SWIFT systems of three Indian banks compromised to create fake trade documents
Since last year’s revelation that attackers have compromised SWIFT software of Bangladesh’s central bank and used it to perform fraudulent transfers worth tens of millions, news about similar attacks – both successful and not – have become a regular occurrence.
Attackers usually use banks’ compromised SWIFT system to send information about fraudulent financial transactions, but in attacks aimed at three government-owned banks in India, they chose to create fake trade documents such as letters of credit and guarantees.
A letter of credit allows the sellers to be sure that they will get paid once they prove that the sold goods have been provided, as the buyer’s bank – the institution that issued the letter of credit – is obliged to release the money, even if the buyer is unable to make payment.
Bank guarantees are documents that guarantee that the bank will release an agreed-upon sum either to the seller or the buyer in case the other party ultimately can’t provide the goods or the cash.

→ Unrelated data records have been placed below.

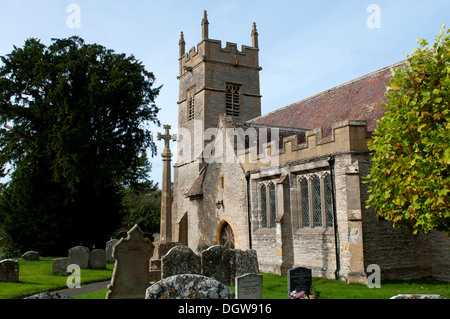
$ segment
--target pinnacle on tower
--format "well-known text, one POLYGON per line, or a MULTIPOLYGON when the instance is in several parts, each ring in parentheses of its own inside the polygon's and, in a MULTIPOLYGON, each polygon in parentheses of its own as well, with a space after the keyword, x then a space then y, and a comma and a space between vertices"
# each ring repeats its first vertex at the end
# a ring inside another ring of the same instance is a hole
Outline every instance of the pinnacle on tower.
POLYGON ((184 55, 184 53, 186 52, 186 42, 184 41, 184 35, 183 35, 183 31, 181 31, 181 35, 180 35, 180 41, 178 42, 178 45, 180 46, 180 58, 184 55))
POLYGON ((208 39, 208 14, 205 11, 203 11, 203 19, 202 19, 202 40, 208 39))
POLYGON ((256 23, 253 22, 252 28, 252 47, 258 49, 258 31, 256 30, 256 23))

A source close to the investigation told Economic Times that there have been no monetary losses or ransom demands as of yet.
He or she posits that the hackers were planning to use the forged documents to get cash from offshore banks or carry out trade of prohibited or illegal commodities.
It’s still unknown how the compromises were effected, and it’s possible that other Indian banks have been hit as well.
The Reserve Bank of India has been notified of the breaches, and it has directed several banks to check whether the trade documents they sent via SWIFT have a match in their core banking system.